Friday, February 03, 2006
Barley Island bottled beers available at local package stores.
Barley Island Brewing Company is located in downtown Noblesville, Indiana, just north of Indianapolis, and near Carmel and Fishers. The brewmaster is Jon Lang, whom I've met at various beer functions and found to be a good-natured, talented fellow typical of the good people you meet in this business.
My old friend Joe Brower, Indy northside resident, has tipped more than one glass at Barley Island, and generally provides good reports as to the quality and ambience of the brewpub itself.
Having not visited, my impressions of Barley Island's beers have been gleaned from the aforementioned fests and the fairly recent availability of bottled (12-oz; six-pack) products: Dirty Helen Brown Ale and Brass Knuckles Oatmeal Stout. There may be another that I've missed -- Blind Tiger?
Also, and for reasons that elude me, I've yet to try the bourbon barrel (Buffalo Trace distillery) version of the Oatmeal Stout, so if any reader gets hold of one, bring it in and I'll swap a beer for it.
They're doing the bourbon barrel stout (or porter) the whole year round, which is a good idea, and it would be even better if a Kentucky-based pub brewer did it all the time (BBC Beer Company recently announced a co-branded bourbon barrel rollout).
Technically, both the Brown and the Oatmeal Stout are true to style and hit squarely in the middle of the target, with Dirty Helen attractive and quaffable at 4.3% abv (English Mild territory, bringing to mind NABC's Community Dark), and the Oatmeal Stout sufficiently roasty and bearing the silken touch expected from the genre.
Barley Island's obviously using a small-volume bottling system; the beers I sampled were fresh and the carbonation fine. Labels are stylish and stand out on the shelf -- and when you get into bottling, that's crucial.
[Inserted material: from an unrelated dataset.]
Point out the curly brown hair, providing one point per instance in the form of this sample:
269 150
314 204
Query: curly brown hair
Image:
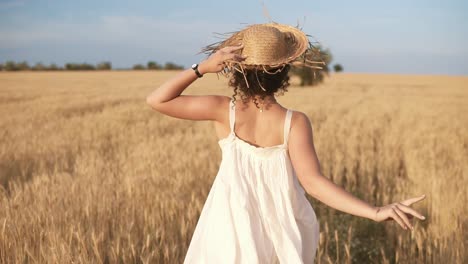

If I had the choice of Avery Ellie's Brown and Anderson Valley Barney Flats, and given that Browns and Oatmeals Stouts aren't personal favorite styles, I might opt for the Colorado and California microbrewed versions if the price point were the same -- but my guess is that Barley Island's beers are a bit below that, leaving them a more economical alternative than these competing microbrews, and certainly a better buy than imported Samuel Smith's.
After Gravity Head, I'll try to bring in kegs of Barley Island for the all-important multi-pint test.
Meanwhile, I know that Keg Liquors and Bridge Liquors carries these beers.
Has anyone seen them at Old Mill or anywhere else?